冷庭誉扭过身,看了一眼紧紧抱在一起的冷仲然与长平公主,声音冷若冰霜:“你们滚出去!不要玷污了我娘生前所住的地方!”顿了顿,又道,“她会嫌你们脏了她的地方,我娘爱干净!而我恶心你们!”
说罢,冲侍卫道:“将他们叉出去!”又道,“请个大夫,务必让那恶妇醒来,她要死也要先跪在我娘坟前!”
长平公主气若游丝,虚弱的呻/吟了一声。
冷仲然忙道:“别怕,长平,别怕!有我在!长平!什么都不要怕!”
冷庭誉脸色铁青,冲侍卫下命令:“快叉出去!”
侍卫忙应一声。
冷仲然大叫:“你敢?还反了你不成?”
冷庭誉浑似没有听见一般,将母亲的牌位放在胸口处,吩咐完侍卫扭头就走!
侍卫喊了同伴,走近冷仲然与长平公主。
冷仲然大叫:“喊大夫!快叫大夫来!“侍卫却是低着头,道一声,”得罪了……“说罢,招呼同伴将长平公主抬到软兜上,又有两人上来架起冷仲然就要走。
冷仲然大叫:”我才是燕王,你们反了不成?活腻了不成?“
侍卫却只是连声道:”得罪了,得罪了……“
冷仲然大呼起来:“去将那不孝子给我绑回来……”
冷侍卫无动于衷。
却说,外头,冷庭誉刚出了惊鸿山庄,就命人将彩蝶带了过来。
冷庭誉亲自审问起彩蝶来,彩蝶在说到是她亲自偷听到长平公主与魏嬷嬷对话才导致让长平公主忌惮关押的事时,眼神闪闪躲躲。

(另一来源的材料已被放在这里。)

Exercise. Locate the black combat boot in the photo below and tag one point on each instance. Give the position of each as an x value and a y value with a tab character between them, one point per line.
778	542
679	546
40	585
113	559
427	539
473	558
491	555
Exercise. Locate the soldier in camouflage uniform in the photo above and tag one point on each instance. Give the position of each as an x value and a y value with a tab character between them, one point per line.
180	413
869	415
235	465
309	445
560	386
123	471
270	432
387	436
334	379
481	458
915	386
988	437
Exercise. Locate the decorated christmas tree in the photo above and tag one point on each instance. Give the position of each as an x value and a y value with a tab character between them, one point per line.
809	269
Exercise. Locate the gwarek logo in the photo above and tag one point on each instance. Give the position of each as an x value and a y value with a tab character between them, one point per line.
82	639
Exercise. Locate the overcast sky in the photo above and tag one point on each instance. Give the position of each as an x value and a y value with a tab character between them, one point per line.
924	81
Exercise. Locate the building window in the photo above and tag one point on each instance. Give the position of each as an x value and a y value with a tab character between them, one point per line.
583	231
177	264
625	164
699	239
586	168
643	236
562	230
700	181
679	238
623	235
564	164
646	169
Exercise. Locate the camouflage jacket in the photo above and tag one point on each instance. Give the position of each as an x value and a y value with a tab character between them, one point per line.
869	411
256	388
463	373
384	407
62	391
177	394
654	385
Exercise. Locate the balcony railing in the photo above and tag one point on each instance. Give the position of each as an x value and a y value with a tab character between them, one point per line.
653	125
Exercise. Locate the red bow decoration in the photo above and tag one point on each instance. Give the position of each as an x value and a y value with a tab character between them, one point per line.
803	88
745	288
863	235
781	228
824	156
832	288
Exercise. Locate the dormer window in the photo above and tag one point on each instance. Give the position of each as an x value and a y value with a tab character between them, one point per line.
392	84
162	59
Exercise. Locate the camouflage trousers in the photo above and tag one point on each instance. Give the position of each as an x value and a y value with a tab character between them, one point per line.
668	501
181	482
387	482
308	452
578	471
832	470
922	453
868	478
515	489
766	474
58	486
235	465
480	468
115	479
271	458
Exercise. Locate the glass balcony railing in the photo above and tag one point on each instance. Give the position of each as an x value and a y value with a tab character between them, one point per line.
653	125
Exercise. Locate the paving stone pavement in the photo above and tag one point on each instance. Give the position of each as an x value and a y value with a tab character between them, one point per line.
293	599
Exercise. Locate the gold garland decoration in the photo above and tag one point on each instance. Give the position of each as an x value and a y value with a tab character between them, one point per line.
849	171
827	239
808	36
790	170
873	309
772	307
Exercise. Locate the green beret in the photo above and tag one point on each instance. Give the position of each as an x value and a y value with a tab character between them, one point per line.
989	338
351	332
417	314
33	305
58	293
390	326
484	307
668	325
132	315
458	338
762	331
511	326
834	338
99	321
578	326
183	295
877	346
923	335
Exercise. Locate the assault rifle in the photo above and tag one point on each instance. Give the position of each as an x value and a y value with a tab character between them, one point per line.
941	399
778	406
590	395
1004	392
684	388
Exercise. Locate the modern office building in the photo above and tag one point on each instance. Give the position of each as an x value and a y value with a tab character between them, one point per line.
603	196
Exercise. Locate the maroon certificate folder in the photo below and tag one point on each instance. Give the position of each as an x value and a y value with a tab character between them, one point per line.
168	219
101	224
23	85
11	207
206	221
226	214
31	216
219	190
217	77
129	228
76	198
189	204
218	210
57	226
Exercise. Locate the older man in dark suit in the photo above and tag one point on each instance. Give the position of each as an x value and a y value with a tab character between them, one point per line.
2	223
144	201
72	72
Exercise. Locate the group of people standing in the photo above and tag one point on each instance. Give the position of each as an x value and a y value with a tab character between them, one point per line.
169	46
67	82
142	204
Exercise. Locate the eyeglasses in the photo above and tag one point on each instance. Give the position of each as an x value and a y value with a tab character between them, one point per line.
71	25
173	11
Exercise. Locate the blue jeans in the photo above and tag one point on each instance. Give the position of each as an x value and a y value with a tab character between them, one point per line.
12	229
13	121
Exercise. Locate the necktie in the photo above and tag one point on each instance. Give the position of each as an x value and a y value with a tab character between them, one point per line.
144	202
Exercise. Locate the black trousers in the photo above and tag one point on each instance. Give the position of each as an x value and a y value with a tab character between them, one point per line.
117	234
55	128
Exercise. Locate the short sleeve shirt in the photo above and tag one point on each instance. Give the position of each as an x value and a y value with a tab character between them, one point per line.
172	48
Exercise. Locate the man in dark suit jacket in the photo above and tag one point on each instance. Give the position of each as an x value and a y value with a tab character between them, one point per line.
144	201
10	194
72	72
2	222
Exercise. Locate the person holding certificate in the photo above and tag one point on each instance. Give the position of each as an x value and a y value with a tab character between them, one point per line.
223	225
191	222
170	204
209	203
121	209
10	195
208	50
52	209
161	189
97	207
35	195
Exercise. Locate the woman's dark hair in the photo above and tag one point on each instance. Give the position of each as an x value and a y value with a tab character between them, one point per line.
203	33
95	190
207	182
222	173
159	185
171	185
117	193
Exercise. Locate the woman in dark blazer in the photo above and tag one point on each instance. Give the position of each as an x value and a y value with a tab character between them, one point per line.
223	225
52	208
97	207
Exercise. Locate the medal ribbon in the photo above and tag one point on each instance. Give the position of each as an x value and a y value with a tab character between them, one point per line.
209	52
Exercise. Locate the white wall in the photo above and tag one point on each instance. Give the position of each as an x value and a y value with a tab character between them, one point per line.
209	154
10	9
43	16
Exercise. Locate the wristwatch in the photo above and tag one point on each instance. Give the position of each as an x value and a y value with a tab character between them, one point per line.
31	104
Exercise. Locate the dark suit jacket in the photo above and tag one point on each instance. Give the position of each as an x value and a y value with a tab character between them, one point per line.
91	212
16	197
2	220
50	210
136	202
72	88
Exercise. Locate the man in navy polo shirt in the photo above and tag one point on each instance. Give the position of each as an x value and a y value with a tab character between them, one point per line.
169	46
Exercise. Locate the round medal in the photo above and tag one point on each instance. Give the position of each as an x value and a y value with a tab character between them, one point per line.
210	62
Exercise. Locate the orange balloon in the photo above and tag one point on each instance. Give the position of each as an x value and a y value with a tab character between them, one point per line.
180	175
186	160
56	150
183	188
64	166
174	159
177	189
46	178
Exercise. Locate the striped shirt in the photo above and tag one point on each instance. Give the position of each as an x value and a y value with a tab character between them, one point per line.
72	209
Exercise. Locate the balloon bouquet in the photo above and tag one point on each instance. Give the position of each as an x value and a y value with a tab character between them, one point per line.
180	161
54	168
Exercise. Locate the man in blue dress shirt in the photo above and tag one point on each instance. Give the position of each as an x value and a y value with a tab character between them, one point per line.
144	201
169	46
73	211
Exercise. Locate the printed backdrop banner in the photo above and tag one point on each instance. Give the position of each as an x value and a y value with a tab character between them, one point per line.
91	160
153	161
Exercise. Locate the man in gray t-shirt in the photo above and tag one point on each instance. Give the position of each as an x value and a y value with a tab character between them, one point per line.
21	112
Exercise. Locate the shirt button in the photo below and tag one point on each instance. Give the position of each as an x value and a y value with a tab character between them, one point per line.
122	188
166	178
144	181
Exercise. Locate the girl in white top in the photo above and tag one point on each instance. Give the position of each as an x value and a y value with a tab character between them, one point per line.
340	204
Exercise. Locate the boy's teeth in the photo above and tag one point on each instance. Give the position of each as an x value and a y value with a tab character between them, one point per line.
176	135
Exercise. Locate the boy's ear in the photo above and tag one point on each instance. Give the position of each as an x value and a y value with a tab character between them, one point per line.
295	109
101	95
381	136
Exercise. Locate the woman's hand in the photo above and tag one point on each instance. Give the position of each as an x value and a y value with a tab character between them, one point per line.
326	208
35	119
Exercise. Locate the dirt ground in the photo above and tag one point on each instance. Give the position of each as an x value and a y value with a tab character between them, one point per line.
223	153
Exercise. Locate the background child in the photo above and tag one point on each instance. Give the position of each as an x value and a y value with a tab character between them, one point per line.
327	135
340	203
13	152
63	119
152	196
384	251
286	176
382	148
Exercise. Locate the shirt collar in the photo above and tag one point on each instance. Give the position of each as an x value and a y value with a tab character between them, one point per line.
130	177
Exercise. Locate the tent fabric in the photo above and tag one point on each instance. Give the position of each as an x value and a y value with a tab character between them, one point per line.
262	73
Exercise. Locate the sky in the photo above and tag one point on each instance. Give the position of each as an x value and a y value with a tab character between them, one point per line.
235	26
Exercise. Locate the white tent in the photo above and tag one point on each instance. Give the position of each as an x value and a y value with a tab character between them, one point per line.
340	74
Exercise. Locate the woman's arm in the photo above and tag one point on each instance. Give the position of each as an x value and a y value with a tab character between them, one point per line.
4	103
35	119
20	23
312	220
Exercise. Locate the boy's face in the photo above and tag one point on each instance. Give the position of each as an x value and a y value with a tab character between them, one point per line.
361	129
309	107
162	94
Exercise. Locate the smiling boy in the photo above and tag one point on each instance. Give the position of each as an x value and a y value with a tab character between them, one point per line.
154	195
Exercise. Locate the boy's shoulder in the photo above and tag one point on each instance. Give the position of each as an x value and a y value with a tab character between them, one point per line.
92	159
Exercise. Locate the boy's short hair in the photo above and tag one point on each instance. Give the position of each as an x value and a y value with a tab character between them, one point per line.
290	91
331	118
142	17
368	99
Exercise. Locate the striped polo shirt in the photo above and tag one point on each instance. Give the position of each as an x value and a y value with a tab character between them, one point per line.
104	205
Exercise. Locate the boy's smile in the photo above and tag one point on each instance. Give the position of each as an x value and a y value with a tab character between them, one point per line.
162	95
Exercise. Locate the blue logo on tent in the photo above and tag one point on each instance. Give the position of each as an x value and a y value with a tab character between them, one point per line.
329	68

冷庭誉沉默的用双指敲打着桌面,才慢条斯理道:“你家里还有什么人是我让人去调查,还是你自己主动说?”
彩蝶一愣:“世子爷,这是什么意思?”
冷庭誉看了一眼身旁的侍卫。
侍卫冲彩蝶大声道:“还不快说真话!难不成,你再也不想见到家人了?”
彩蝶有种才出狼窝,又掉虎穴之感。
侍卫又威胁了几句,彩蝶就已经吓得小声哭了起来,很快将事情前因后果交代了一遍。
末了,彩蝶道:“那女子以往我不曾见过,不过她讲起东王妃被害时那种伤心的表情却是真真切切,我一时就恍然以为是真的了……”
冷庭誉冲侍卫摆摆手:“带下去!”
这时候,有侍卫过来,道:“老燕王妃醒了,苏夫人让我过来请世子爷过去说话……“
苏夫人?
苏衡芜的母亲!
冷庭誉交代了侍卫几句,匆匆出去。
容粲在离惊鸿山园没有多远的凉亭里等着冷庭誉。
冷庭誉上前见了礼,问道:”岳母,找我何事?“
容粲指了指一旁的长凳:”坐下说话!“
待冷庭誉坐好,又问:”阿芜怎么不在?“
容粲将上午的事讲了,并道:”如今王府乱糟糟,我怕万一有疏忽,衡芜有意外,就让人将衡芜带了回去!“
冷庭誉闻听,勃然大怒,长平当年设计害了他母亲,如今又要来祸害他以后的妻子!
容粲道:”我吓唬了一下老燕王妃,只说她病入膏肓,必须要用针灸,并且已经准备好了,老燕王妃就在行针前,自己醒了过来……我又使计诈了她,只说老燕王妃的心腹嬷嬷林妈妈已经把什么都招了,她起初不信,直到我说了林妈妈招了林家有一傻女实则是老燕王妃的亲生女儿,老燕王妃才相信,疯了一样乱嚷乱喊,把不该说的该说的都说了……”
“一傻女?老燕王妃的亲生女儿?”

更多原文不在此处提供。